Foster would never have got a job as one of Napoleon’s generals because he liked them to be lucky. But then again you make some of your own luck.
The report early next year of Judge Patrick Coghlin’s inquiry into the RHI inquiry is forecast to be hugely critical of the DUP. There are local government elections next May which, as a consequence, could be tricky.
With this coming down the tracks, to add to current political woes, it is not a propitious time for Foster to be attempting to fire up the DUP faithful. Thank goodness then for “BoJo”.
It is easy to see why the party would like to have Johnson at the conference urging courage and confidence in the face of all those who challenge the DUP's analysis of the EU-UK Brexit deal. His rumbustious presence and rollicking delivery will even remind delegates of the great days when Ian Paisley sent them into raptures with highflown, assertive oratory laced with humour and oodles of biblical references.The prominent Brexiteer and Conservative MP will be a much-needed diversion from the current gloom.
Her days are numbered but if you were in Jeffrey Donaldson's shoes why would you come out right now when you've got the Brexit catastrophe unfolding, you've got RHI, you've got council elections?
Regardless, the DUP continues to find Brexit difficult and one of prime minister Theresa May's supportive ministers – chancellor of the exchequer Philip Hammond – will on Friday attend a DUP dinner where he may push the case for the withdrawal deal. He will have his work cut out.
But it is not all the blues. Foster and her senior people will take comfort from the fact that they have a degree of political cover for their position. The Ulster Unionists, for instance, while ostensibly Remain during the Brexit referendum, also contend that the backstop is a threat to the union. Tory Brexiteers endorse the DUP stance. Even Labour leader Jeremy Corbyn talks of an unacceptable border down the Irish Sea, while the likes of former prime minister Tony Blair and his advisor Alastair Campbell are going for broke in seeking a rerun of the referendum by making the case that the Brexit deal is the worst of all worlds.

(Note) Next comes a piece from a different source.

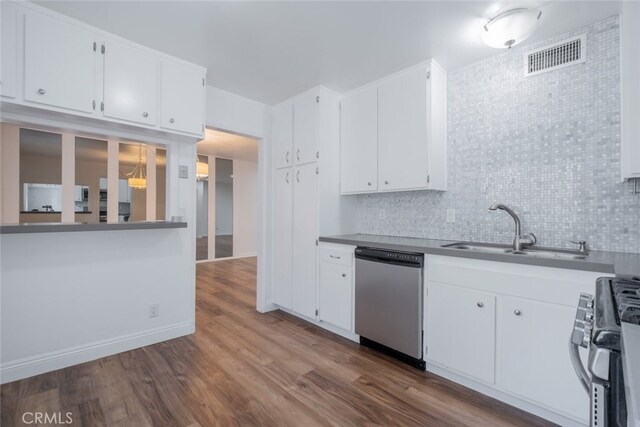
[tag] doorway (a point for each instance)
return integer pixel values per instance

The DUP, therefore, is not alone and that point will be highlighted at the conference. Equally expect some business people and farmers to challenge the prevailing view that this deal is better than no deal.

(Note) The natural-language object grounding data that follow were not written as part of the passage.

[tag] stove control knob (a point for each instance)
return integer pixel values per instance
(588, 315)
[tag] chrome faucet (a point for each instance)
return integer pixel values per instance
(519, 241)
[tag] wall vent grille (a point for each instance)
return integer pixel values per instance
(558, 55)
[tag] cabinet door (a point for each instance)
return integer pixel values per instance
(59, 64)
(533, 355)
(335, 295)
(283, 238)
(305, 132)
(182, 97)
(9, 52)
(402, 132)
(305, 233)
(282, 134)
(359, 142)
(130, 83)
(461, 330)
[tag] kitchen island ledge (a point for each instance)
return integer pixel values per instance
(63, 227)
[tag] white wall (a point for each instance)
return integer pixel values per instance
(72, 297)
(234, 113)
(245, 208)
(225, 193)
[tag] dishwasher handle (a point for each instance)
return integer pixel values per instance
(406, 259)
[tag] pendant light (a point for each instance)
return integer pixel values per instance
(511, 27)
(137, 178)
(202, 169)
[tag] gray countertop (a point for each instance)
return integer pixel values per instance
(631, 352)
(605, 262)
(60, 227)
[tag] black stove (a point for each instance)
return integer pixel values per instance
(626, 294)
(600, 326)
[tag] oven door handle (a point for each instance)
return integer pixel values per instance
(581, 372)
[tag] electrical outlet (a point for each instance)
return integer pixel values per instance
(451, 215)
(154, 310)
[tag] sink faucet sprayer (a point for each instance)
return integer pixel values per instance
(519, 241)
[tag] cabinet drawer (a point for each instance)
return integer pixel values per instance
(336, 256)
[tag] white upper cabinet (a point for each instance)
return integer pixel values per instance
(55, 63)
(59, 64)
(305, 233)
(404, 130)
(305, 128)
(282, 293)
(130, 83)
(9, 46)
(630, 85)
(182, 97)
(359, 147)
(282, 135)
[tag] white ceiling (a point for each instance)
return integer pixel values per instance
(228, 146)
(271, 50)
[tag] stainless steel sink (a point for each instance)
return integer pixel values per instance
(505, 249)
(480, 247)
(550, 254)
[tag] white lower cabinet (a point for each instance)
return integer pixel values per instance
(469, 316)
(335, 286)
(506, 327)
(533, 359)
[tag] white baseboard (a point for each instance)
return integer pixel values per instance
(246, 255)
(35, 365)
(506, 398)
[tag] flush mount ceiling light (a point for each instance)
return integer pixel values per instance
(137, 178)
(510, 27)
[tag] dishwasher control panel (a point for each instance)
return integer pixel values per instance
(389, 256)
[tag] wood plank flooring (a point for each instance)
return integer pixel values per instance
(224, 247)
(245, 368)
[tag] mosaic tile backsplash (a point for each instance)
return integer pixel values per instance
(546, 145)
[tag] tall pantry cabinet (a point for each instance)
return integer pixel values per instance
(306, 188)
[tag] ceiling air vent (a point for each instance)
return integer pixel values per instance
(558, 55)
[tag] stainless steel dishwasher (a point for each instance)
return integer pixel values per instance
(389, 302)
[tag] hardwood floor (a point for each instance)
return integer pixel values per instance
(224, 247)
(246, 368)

Perhaps too the DUP can rest easy in the knowledge that the unionist/loyalist gut response to purported threats to the union – think about the protests about proposals to restrict the flying of union flags – will again trump pragmatic arguments about bread and butter matters.
And remember that the DUP is a party that takes pride in being ganged up on. During the years of exile, before Ian Paisley decided to do business with Sinn Féin's Gerry Adams, it affected not to care what the establishment said, it held to its guns. "One with God is a majority," was a Martin Luther dictum often heard at times of such tribulation. It might even be heard on Saturday, although the DUP isn't just quite as fundamentalist as it was in the days of Paisley, "The Doc", even if it still manages to offend the liberal lobby.

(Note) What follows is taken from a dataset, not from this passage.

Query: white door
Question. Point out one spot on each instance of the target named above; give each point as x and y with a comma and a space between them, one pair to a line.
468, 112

As for Foster’s political future, perhaps she is earning a little bit of luck because Brexit also may be a distraction from thoughts of a leadership challenge. Like May, as one well-placed observer noted, “she has survived this long and may survive a bit longer”.
“Her days are numbered but if you were in Jeffrey Donaldson’s shoes why would you come out right now when you’ve got the Brexit catastrophe unfolding, you’ve got RHI, you’ve got council elections?” he reasoned. “The position may be, let her carry the can until after the local elections in May and then bring in a new broom.”
Foster can take comfort from events across the water. Months ago, May’s demise was widely forecast. Yet somehow she is still in charge.